O Superior Tribunal de Justiça analisa nesta quarta-feira, 4, um pedido para cumprir carta rogatória enviada pela justiça dos Estados Unidos com o objetivo de intimar o ministro Alexandre de Moraes em uma ação movida pelas empresas Rumble e Trump Media, nos EUA. O julgamento começa às 14h.
A decisão envolve a autorização para que o Brasil realize a citação do ministro Moraes no âmbito de processo estrangeiro. O caso tramita em sigilo no STJ e é relatado pelo presidente da Corte, Herman Benjamin. O tipo de documento determina a cooperação entre judiciais de países, sem análise do mérito.

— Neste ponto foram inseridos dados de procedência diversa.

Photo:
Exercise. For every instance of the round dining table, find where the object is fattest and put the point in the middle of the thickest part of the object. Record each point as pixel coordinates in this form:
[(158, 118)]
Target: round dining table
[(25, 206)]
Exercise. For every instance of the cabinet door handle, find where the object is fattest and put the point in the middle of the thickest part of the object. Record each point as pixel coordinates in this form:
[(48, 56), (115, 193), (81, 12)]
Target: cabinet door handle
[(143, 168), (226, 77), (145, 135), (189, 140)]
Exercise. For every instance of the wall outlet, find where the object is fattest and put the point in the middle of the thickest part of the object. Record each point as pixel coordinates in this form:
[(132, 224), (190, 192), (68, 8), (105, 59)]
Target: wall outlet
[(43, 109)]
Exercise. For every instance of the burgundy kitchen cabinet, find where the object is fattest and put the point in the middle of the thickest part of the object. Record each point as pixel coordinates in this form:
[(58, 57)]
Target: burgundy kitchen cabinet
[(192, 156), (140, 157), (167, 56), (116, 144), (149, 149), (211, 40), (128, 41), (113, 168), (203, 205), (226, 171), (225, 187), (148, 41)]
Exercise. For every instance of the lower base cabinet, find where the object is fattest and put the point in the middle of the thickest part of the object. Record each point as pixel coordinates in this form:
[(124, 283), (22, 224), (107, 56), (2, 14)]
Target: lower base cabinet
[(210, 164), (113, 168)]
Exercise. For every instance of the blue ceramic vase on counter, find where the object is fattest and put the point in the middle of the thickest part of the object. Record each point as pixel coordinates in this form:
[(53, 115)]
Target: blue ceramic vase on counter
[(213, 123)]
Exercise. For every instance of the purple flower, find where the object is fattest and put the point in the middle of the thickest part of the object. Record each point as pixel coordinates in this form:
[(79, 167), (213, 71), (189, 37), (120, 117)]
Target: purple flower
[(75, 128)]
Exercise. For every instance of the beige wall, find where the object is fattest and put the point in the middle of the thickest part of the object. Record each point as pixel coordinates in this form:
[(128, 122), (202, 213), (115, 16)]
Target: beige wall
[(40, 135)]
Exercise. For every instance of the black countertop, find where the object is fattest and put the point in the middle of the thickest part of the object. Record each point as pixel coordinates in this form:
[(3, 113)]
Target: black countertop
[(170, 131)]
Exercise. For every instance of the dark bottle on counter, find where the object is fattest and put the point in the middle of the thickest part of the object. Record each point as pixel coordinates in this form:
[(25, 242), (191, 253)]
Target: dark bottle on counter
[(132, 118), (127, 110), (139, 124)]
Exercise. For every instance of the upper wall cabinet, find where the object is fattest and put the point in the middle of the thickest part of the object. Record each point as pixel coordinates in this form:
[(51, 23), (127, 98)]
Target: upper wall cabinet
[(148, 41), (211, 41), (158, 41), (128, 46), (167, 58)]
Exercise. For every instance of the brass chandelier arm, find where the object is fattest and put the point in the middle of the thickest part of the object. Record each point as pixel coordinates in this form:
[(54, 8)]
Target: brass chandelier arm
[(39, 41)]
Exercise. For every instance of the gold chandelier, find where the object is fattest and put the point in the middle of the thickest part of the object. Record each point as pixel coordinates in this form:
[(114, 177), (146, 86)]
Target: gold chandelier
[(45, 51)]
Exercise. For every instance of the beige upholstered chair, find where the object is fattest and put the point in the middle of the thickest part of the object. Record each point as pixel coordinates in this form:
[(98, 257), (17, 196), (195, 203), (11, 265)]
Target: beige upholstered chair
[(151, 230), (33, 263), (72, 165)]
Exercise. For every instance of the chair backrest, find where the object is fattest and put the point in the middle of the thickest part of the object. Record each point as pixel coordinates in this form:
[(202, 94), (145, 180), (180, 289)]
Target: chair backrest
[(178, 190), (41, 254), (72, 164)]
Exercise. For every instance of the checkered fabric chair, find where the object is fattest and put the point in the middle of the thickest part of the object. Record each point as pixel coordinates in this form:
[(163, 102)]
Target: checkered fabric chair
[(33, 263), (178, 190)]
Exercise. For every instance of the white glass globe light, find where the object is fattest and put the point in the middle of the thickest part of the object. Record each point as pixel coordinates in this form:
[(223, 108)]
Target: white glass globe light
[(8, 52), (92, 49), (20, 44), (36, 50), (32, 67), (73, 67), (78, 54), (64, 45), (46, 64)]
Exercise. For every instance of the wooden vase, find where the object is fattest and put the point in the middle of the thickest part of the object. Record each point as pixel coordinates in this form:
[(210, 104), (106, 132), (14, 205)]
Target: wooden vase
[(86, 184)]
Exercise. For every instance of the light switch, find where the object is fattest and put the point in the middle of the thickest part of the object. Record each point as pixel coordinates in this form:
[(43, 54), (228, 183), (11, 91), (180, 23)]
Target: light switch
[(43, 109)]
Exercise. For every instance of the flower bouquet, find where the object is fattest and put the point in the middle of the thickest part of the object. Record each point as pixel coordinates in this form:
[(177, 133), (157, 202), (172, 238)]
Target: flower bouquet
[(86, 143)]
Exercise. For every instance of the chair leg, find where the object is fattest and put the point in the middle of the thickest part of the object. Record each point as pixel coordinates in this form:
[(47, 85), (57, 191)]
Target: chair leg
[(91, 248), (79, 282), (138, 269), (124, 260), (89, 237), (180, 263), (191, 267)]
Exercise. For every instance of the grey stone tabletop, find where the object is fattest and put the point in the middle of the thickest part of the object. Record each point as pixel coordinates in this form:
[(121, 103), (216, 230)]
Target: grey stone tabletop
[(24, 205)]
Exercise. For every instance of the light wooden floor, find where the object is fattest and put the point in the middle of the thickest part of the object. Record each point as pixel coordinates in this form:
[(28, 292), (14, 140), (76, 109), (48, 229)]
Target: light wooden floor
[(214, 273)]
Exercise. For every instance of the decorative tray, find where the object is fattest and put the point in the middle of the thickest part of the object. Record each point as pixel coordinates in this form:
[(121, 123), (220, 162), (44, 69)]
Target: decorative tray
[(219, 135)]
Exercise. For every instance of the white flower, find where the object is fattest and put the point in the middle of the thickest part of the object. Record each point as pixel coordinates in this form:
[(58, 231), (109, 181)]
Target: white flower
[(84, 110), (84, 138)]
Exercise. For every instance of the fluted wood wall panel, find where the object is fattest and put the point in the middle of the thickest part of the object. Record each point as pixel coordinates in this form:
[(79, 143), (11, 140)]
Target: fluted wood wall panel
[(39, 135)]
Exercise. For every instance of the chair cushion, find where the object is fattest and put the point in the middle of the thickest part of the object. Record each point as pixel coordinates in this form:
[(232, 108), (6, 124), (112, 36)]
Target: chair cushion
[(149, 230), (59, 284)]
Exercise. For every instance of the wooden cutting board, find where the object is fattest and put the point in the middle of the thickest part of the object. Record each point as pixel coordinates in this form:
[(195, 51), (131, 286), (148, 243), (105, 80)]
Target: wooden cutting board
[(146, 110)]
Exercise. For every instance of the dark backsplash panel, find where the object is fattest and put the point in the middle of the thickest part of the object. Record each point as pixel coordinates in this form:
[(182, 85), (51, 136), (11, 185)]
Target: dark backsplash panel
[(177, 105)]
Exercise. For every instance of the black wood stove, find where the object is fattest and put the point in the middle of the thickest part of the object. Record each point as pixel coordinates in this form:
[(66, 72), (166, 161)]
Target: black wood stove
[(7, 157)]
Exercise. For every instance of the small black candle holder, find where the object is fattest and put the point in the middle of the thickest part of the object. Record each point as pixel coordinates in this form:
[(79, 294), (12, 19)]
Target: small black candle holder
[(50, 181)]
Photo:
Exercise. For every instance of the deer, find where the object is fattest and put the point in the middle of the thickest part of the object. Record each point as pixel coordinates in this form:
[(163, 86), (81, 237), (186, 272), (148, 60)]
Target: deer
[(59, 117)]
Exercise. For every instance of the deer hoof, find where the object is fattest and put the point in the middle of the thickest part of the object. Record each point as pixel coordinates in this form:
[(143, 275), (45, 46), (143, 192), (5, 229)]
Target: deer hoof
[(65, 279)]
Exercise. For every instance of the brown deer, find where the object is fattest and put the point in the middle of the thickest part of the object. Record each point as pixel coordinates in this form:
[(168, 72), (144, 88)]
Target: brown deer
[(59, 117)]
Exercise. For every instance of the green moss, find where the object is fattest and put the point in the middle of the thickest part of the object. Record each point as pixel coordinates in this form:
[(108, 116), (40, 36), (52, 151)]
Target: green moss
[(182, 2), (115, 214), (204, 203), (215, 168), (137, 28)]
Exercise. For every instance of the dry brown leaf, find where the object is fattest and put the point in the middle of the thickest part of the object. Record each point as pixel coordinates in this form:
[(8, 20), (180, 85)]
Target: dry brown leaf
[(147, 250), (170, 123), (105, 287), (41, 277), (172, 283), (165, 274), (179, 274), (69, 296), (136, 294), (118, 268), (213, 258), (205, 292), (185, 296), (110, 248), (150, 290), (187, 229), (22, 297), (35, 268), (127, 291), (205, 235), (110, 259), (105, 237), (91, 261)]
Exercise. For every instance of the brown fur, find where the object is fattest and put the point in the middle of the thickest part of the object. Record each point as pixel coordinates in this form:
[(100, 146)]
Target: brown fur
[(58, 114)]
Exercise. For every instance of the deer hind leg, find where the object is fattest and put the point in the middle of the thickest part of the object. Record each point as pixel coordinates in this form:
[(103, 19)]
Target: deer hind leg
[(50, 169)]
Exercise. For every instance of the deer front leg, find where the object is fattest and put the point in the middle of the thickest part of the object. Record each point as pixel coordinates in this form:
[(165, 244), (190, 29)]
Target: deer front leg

No processo, as empresas contestam decisões de Moraes que afetaram a plataforma de vídeos Rumble. O ministro bloqueou contas da empresa por não indicar um representante legal, não pagar multas e descumprir determinações judiciais. A suspensão foi mantida pela Primeira Turma do STJ.
A análise no STJ visa verificar se o pedido é compatível com a legislação brasileira. Não se discutem, neste momento, os conteúdos da ação movida nos EUA. O envio da carta rogatória é parte do procedimento para citação estrangeira.
Em outubro do ano passado, a Procuradoria-Geral da República recomendou à Corte negar o pedido de notificação formulado pelo Judiciário norte-americano. O julgamento desta quarta-feira permanece sob segredo de justiça, com foco técnico sobre cooperação entre sistemas jurídicos.